Echelon analyst Andrew Semple likes the looks of two new acquisitions by cannabis company Ayr Strategies (Ayr Strategies Stock Quote, Chart, News, Analysts CSE:AYR.A). In an update to clients on December 23, Semple reiterated his “Buy” rating while raising his target price from C$43.00 to C$53.00, which represented at press time a projected 12-month return of 90.3 per cent.
It’s been a busy month for Ayr Strategies, which has operations in Nevada and Massachusetts including three cultivation and/or processing facilities along with seven cannabis dispensaries across the two states. The company closed on an issuing of $110 million in senior secured notes, firmed up its merger agreement with Parma Wellness Center for $17 million, completed the acquisition of Pennsylvania-based CannTech for $57.4 million and announced agreements to acquire Florida-based Liberty Health Sciences for $290 million and New Jersey licensed operator Garden State Dispensary for $101 million. (All figures in US dollars except where noted otherwise.)

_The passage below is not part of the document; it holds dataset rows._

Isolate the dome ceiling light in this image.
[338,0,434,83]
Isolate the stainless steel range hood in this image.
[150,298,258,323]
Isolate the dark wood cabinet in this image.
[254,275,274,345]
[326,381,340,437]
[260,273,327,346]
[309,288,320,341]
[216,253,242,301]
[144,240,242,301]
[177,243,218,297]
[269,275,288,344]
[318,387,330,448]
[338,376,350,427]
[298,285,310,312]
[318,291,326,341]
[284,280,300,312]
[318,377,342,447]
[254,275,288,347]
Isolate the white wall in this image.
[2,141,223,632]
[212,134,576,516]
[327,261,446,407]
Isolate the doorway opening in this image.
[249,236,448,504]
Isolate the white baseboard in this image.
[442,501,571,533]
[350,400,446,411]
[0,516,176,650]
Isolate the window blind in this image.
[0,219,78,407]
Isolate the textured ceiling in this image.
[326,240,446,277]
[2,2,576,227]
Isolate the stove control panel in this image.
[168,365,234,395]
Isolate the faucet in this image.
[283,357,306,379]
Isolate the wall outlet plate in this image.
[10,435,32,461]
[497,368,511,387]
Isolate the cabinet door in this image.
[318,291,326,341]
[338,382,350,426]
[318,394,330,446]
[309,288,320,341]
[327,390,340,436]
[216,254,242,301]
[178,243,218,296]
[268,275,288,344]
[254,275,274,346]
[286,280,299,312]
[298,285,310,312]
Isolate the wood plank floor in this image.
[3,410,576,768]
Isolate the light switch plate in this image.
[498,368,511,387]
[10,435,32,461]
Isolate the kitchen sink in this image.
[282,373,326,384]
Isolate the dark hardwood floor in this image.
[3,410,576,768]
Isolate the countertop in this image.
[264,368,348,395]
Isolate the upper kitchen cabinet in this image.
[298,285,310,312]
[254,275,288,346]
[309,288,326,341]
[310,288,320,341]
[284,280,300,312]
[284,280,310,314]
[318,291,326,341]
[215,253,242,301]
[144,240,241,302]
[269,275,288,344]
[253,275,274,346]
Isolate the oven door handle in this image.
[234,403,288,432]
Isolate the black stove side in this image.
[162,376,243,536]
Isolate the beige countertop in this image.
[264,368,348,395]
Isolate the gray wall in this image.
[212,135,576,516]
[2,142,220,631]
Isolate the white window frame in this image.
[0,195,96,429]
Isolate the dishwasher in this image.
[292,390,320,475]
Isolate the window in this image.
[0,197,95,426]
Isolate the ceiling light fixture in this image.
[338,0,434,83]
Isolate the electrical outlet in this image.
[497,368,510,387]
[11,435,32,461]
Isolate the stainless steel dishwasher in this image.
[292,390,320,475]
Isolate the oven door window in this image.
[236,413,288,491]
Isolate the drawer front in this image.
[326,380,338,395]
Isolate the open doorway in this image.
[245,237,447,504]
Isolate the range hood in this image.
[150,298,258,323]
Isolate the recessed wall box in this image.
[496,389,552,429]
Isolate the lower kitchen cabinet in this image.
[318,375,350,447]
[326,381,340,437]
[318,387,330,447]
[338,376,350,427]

On the latter two proposed transactions, Ayr Strategies chairman and CEO Jonathan Sandelman said they represent a transformational next step for Ayr, arguing that 2021 will be a year of material growth in the adult-use market for Ayr.
“Our strategy has always been to go deep in the best markets, targeting attractive assets in limited-license states with large populations, where we can build a vertically integrated presence and have a significant edge. New Jersey will be a leading force in adult-use legalization in 2021, and we look forward to working with the regulators to ensure a safe and robust roll-out of the adult-use program. Florida has one of the country’s most robust and rapidly growing medical programs, and we are acquiring one of the largest operators in terms of store count,” said Sandelman in a December 22 press release.

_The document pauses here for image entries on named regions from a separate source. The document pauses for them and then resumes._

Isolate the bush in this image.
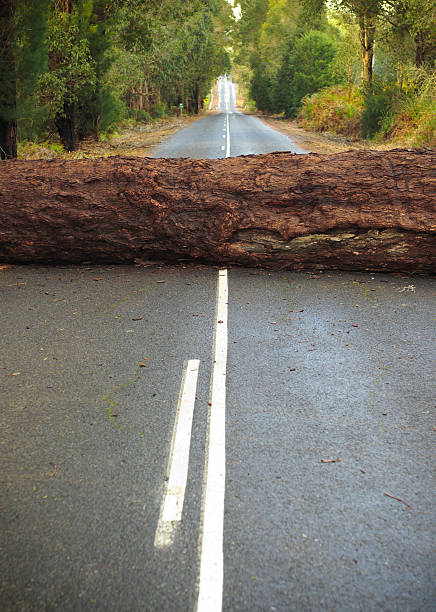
[279,30,336,117]
[361,83,394,138]
[297,85,363,139]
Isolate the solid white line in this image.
[197,270,228,612]
[154,359,200,548]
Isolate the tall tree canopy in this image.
[0,0,233,158]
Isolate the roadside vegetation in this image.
[235,0,436,146]
[0,0,233,159]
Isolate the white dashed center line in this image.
[154,359,200,548]
[197,270,228,612]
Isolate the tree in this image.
[0,149,436,272]
[332,0,383,85]
[282,30,336,117]
[0,0,47,159]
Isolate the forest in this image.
[0,0,232,159]
[235,0,436,146]
[0,0,436,159]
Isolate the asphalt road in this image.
[0,77,436,612]
[153,77,307,159]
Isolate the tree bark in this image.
[55,102,76,151]
[0,0,17,159]
[0,149,436,272]
[359,15,376,85]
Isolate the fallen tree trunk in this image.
[0,149,436,272]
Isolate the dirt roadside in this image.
[258,115,402,154]
[20,110,399,159]
[20,113,206,159]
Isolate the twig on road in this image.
[384,491,413,510]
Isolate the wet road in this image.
[153,77,306,159]
[0,77,436,612]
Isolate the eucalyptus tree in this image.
[0,0,47,159]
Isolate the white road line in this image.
[154,359,200,548]
[197,270,228,612]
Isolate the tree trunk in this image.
[0,0,17,159]
[359,16,375,85]
[55,102,76,151]
[0,149,436,272]
[0,117,17,159]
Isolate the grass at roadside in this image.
[296,85,436,147]
[18,115,202,159]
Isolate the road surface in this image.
[0,77,435,612]
[153,77,307,159]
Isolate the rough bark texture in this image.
[0,149,436,272]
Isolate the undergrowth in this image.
[297,71,436,147]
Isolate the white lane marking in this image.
[154,359,200,548]
[197,270,228,612]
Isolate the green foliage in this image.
[361,82,394,138]
[283,30,336,117]
[40,11,96,116]
[298,85,363,139]
[7,0,233,150]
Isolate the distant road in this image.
[0,79,436,612]
[152,77,307,159]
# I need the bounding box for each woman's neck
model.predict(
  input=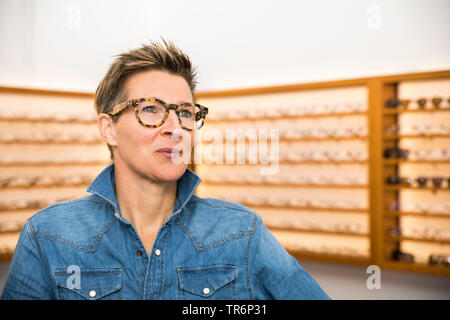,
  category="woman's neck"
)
[114,162,177,235]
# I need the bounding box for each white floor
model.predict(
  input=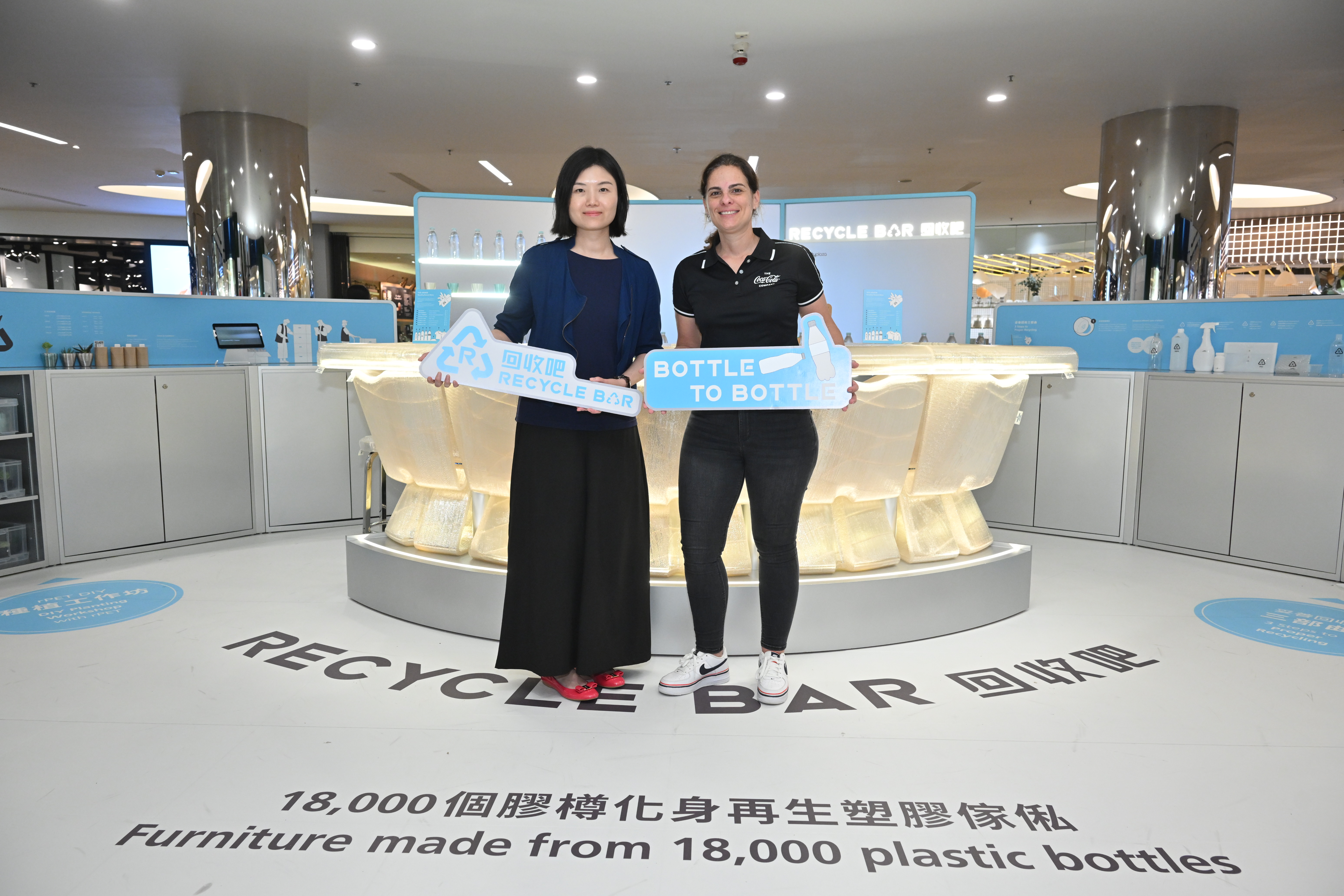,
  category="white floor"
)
[0,529,1344,896]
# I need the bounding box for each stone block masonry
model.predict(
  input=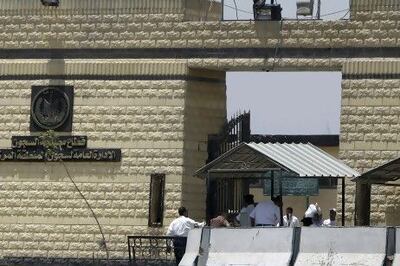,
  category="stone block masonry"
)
[0,0,400,259]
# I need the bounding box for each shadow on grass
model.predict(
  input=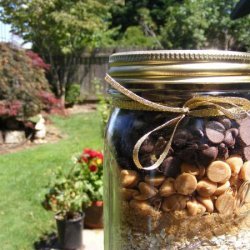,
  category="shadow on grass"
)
[34,232,61,250]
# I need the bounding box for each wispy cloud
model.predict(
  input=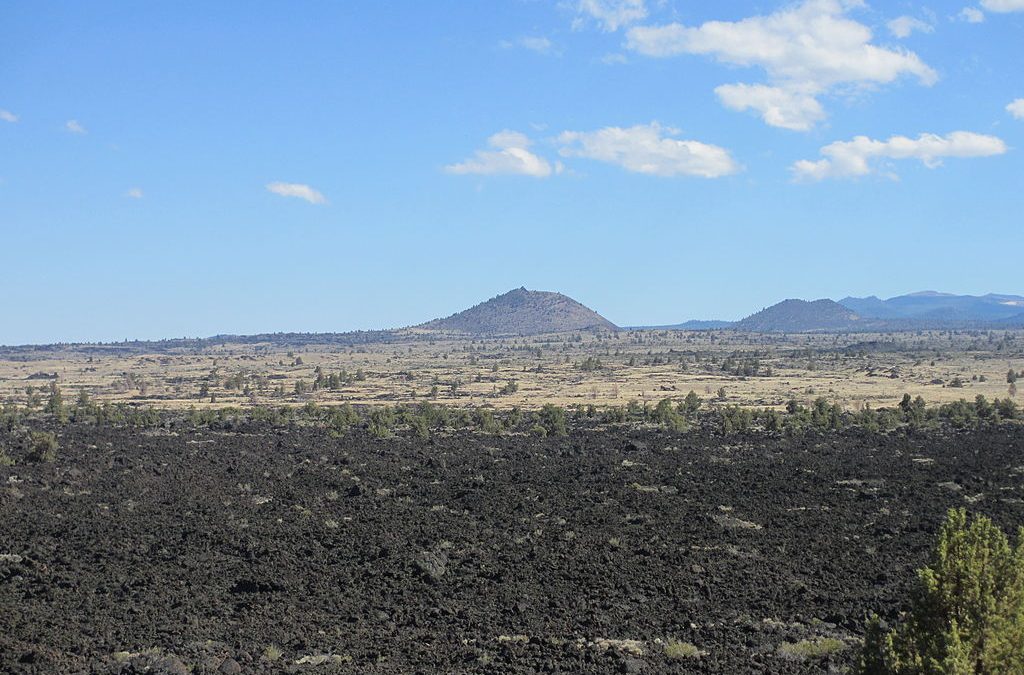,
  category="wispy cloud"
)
[558,122,740,178]
[886,16,935,38]
[266,182,327,204]
[501,36,561,56]
[957,7,985,24]
[627,0,938,129]
[981,0,1024,12]
[793,131,1007,180]
[444,129,561,178]
[715,84,825,131]
[577,0,647,33]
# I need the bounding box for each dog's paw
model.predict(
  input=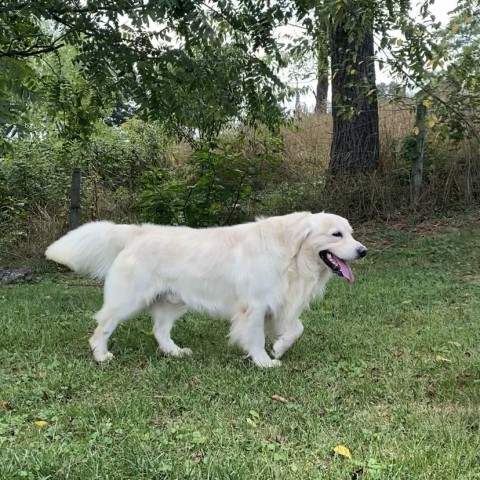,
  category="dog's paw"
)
[93,351,113,363]
[163,347,192,357]
[253,358,282,368]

The Liberty Health transaction is set to be a stock-for-stock deal giving Liberty shareholders 0.03683 Ayr shares for each Liberty share, equating to about 13.1 new Ayr shares. Currently the fifth-largest cannabis company in Florida, Liberty’s assets include a 387 acre cultivation facility in Gainesville, Florida, with over 300,000 sq ft currently in operation, 28 open retail dispensaries and seven ready-to-open, along with seven more currently under construction.
Garden State is one of 12 existing vertical license holders in New Jersey and has three open dispensaries and 30,000 sq ft of cultivation and production facilities in operation along with 75,000 sq ft currently under construction.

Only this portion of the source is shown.